How we cite our quotes: (Chapter.Paragraph)
Quote #7
"I make things with books. I make objects. Yes, artworks: statues, pictures, whatever you want to call them. I even had a show. I fix the books with mastic, and they stay as they were. Shut, or open, or else I give them forms, I carve them, I make holes in them. A book is a good material to work with; you can make all sorts of things with it." (13.36)
Irnerio, who's taught himself not to read by reducing language to its basic physical shape, has taken this idea to the next level through his artwork. He uses books to make things like sculptures, and neglects the fact that these books were created for the purposes of reading. There is consistency here between his art and his teaching himself not to read. As you find out later, Calvino takes this absurdity one step further, saying that there is a photographer who has taken pictures of Irnerio's creations and plans on putting them together in—you got it—a book.
Quote #8
"In my case, too, all the books I read are leading to a single book," a fifth reader says, sticking his face out from behind a pile of bound volumes […] "There is a story that for me comes before all other stories and of which all the stories I read seem to carry an echo, immediately lost." (21.10)

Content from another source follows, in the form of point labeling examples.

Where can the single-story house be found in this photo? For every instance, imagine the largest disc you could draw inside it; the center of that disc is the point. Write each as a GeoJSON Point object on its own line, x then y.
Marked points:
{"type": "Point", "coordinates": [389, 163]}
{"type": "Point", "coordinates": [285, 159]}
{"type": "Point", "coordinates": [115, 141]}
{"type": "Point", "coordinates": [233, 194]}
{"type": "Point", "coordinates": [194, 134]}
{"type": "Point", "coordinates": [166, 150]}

The fifth reader at the library suggests that when he reads, there is an ideal book in his mind that sets the bar for his current reading. He doesn't know exactly what this book is because it's actually an ideal book that doesn't (and can't) exist. He has a vague awareness of what it would be like, though, and this is why he can hear an echo of it, just before the echo is lost.
He goes on to add, "'In my readings I do nothing but seek that book read in my childhood'" (21.10). Like Mr. Cavedagna, this reader believes that at some unknown point in the past, he was innocent enough to read a book with no expectations to limit his reading. This half-remembered encounter with the "ideal" story is what feeds his desire to read for the rest of his life.
Quote #9
9. "For me, on the other hand, it is the end that counts," a seventh says, "but the true end, final, concealed in the darkness, the goal to which the book wants to carry you. I also seek openings in readings." (21.12).
Um, what? Let's break this down. The seventh reader who speaks at the library suggests that instead of focusing on a story's opening (like much of Calvino's book does), he feels that it's the end that counts. This is just the kind of claim that you, the normal Reader, can get behind.
But the other reader takes it in a different direction than the one you'd expect, saying that he's not looking for your average ending, but "the true end, final, concealed in the darkness." By this, he could mean the sort of final ending that each book wishes it could give you but can't, since there will always be more books to read.
Or maybe, just maybe, the reader is talking about the ending of reading itself, the end of language, or even the end of the world. Because in the end, why do we all keep talking? It's because we're never able to express something with total perfection; there's always that little bit of a gap (or something like a remainder when you're doing long division) that keeps us going.
Or is this all just a pile of nonsense?